7.) Kids are human beings. They deserve to be treated with dignity, and taught mercy. Don’t talk to your kids in a way you wouldn’t talk to a guest in your home. Kids need to be shown what love is. What respect is. And you don’t get to just demand respect, by the way – you also need to be respectful. It’ll be okay if they take cupcakes you bought at a discount grocery store and that aren’t organic to school; this has zero bearing on their character. Your job is to set them up for their best chance in life, not to fulfill anyone else’s expectations on your parenting (or anything else). And their “best chance” has little to do with the trappings of their childhood and everything to do with their character. You don’t expect vegetables to emerge from your garden that you did not plant seeds for, so don’t expect character traits from your child that you do not plant and tend to. Likewise, sowing and reaping requires a lot of diligence, and a lot of patience. Consistency. Intention. This includes being consistent and intentional about your own behavior and reactions/responses – it is not only about focusing on theirs. Love looks at (and adjusts) its own behavior.

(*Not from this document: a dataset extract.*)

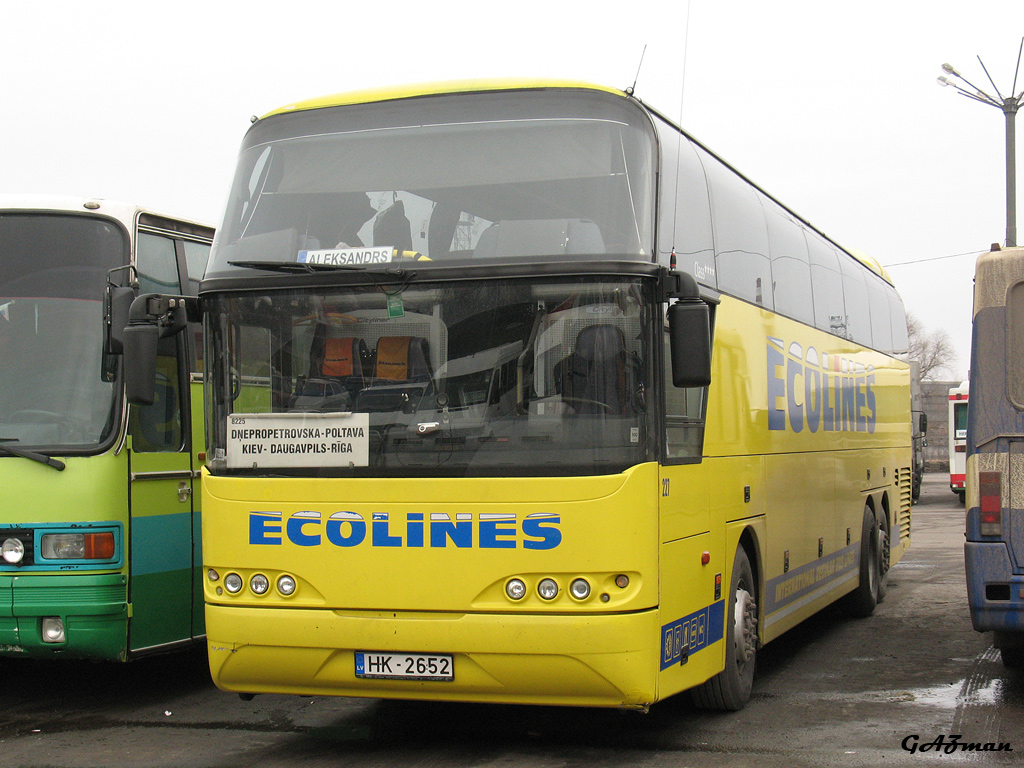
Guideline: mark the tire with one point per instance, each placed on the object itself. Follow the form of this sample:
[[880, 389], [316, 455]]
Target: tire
[[730, 689], [873, 572], [882, 531]]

8.) There is no Perfect mom. There are millions of moms just doing the best we know how. Your best is good enough, and you will keep learning and growing.
9 through infinity.) You are doing a good job.

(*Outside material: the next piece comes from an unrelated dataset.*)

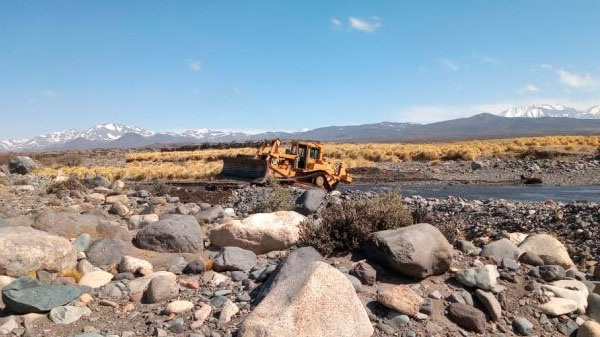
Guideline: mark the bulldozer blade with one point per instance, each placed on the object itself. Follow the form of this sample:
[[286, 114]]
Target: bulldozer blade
[[244, 168]]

10.) You deserve and need support, and it’s okay to ask for it. It’s okay to come right out and say “I am afraid I will/I am failing my kids and I could use some help.” Most of us totally get that, so the reassurances will come in like a flood when you share the fear. You will open the door to anecdotes that make you feel a lot better, especially those from parents you admire about kids or parents you think are perfect. There’s little quite as refreshing as the swapping of Bad Mom stories (as in outing ourselves for the times we did a full-on Linda Blair over something minor, or when a child had to go to the ER because of the application of Krazy Glue in hard-to-reach places ……..)
11.) You are learning, just like your child is. It’s okay to not know it all, and not get it all right.
My kids can offer a textbook on what I did not do well, and they know they are loved. They have laughed a lot in life and continue to. They have a lot of good memories, and they are solid human beings making good choices. Some of that is good parenting, and some is honestly despite the lack of it. Most of my fears have been unfounded, and love really does cover a multitude of misses.
You don’t get a do-over on raising your kids, so choose wisely. If it won’t naturally matter in five years (character, life plan, etc.), be careful how much you make it matter now. Try not to take yourself so seriously. It will matter in five years how much you have enjoyed them, been present for them, been consistent with them, ignored them, discouraged them, berated them, created positive memories, shown compassion and consistency …….
The best thing I have ever heard at a funeral, hands down, was “Most of you are here because Janice made you feel worthwhile,” and it was as true as the day is long. #lifegoals
Consider now how you want to be remembered by your children when they’re older. That will help inform how you relate to them now. Trust yourself. Trust your love for them. Trust the process. Trust their resilience. Trust love. Be brave.
And tell yourself every single day: You are a Good Enough mom.